The CDF Toolkit (cdf-tk) is currently in beta. It should be stable and mature enough to use it to bootstrap and configure Cognite Data Fusion projects. However, if you are using the tool to manage production projects, we recommend that you test out in a staging project to ensure that you know what the tool is going to do. A part of the beta is to get feedback on the tool and improve how to use the tool for project lifecycle management, so please engage with us on hub.cognite.com.

This page describes in more detail the configuration needed to use the CDF Toolkit with an identity provider.

CDF Environment

Cognite has Cognite Data Fusion deployed to many geographic regions and data centers across Google Cloud, Azure, and AWS. Each CDF project will be uniquely identified by a short project name and the name of a cluster. The cluster name typically refers to a region, like westeurope-1. The project name is a short name that is unique within the cluster, and typically contains a reference to the customer name. An example is customerA-prod.

For the cdf-tk tool, the environment variables CDF_CLUSTER and CDF_PROJECT must be set to the CDF cluster and project you want to deploy to. The tool supports multiple environments, each environment referring to a project. You define each environments in a config.<env>.yaml file and refer to it when you use the tool, e.g. cdf-tk build --env=<environment>.

Identity Provider

Second, to specify the information needed for the identity provider (and configured for the project), you need to set the IDP_TOKEN_URL. The token URL is used to to get an access token for the CDF project from the identity provider. The token basically contains everything needed to access the CDF project, including the groups that the application/service principal is a member of.

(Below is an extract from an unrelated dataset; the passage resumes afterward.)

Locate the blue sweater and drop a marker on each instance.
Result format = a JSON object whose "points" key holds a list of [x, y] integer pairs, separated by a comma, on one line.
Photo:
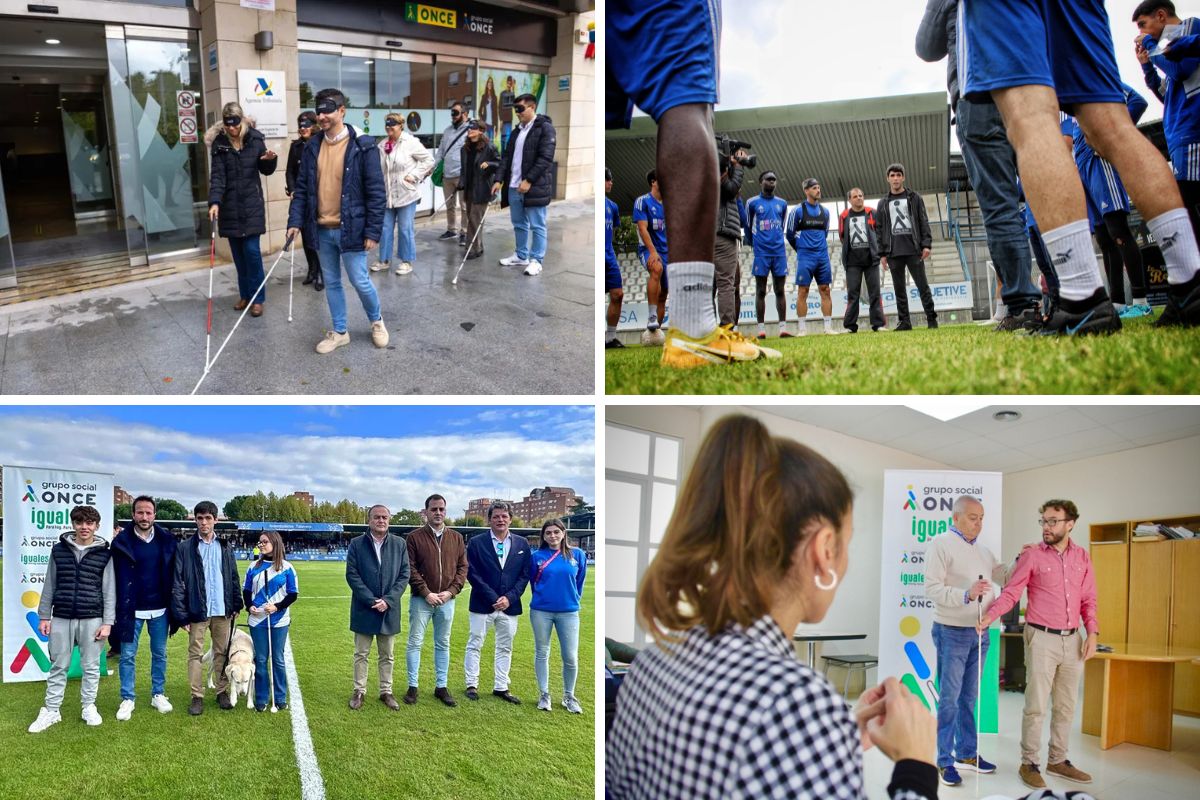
{"points": [[561, 584]]}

If you use Entra and cdf-tk auth verify --interactive, this variable will be set for you based on your Entra tenant id. This URL typically ends in /oauth/token and for Entra and most hosted identity providers like Auth0, the URL contains the tenant id or a part that identifies your tenant. An example is https://login.microsoftonline.com/your_tenant.onmicrosoft.com/oauth2/v2.0/token.

Service Account/Application

Third, the cdf-tk tool (or the deployment pipeline used in your CI/CD setup) needs a service account/service principal or application (they are called different things in different identity providers) with access rights to allow it to write configurations. You create an application/service principal in your identity provider with client credentials flow enabled (OAuth2). You will get a client id and a secret. These are the last two environment variables needed:

IDP_CLIENT_ID=<client_id>
IDP_CLIENT_SECRET=<secret>

Authorization Through CDF Groups

tip

If you run cdf-tk auth verify, you can either run it with --interactive or specify --create-group=<sourceId> where sourceId is the group id of the group that you need to be a member of to get the read/write configuration access to the CDF project. For subsequent deployment runs, you need to ensure that you either don't touch the newly created group by not including the cdf_auth_readwrite_all module in your environments.yaml file, or by configuring the readwrite_source_id variable in the cdf_auth_readwrite_all module config.yaml to the id of the group in the identity provider.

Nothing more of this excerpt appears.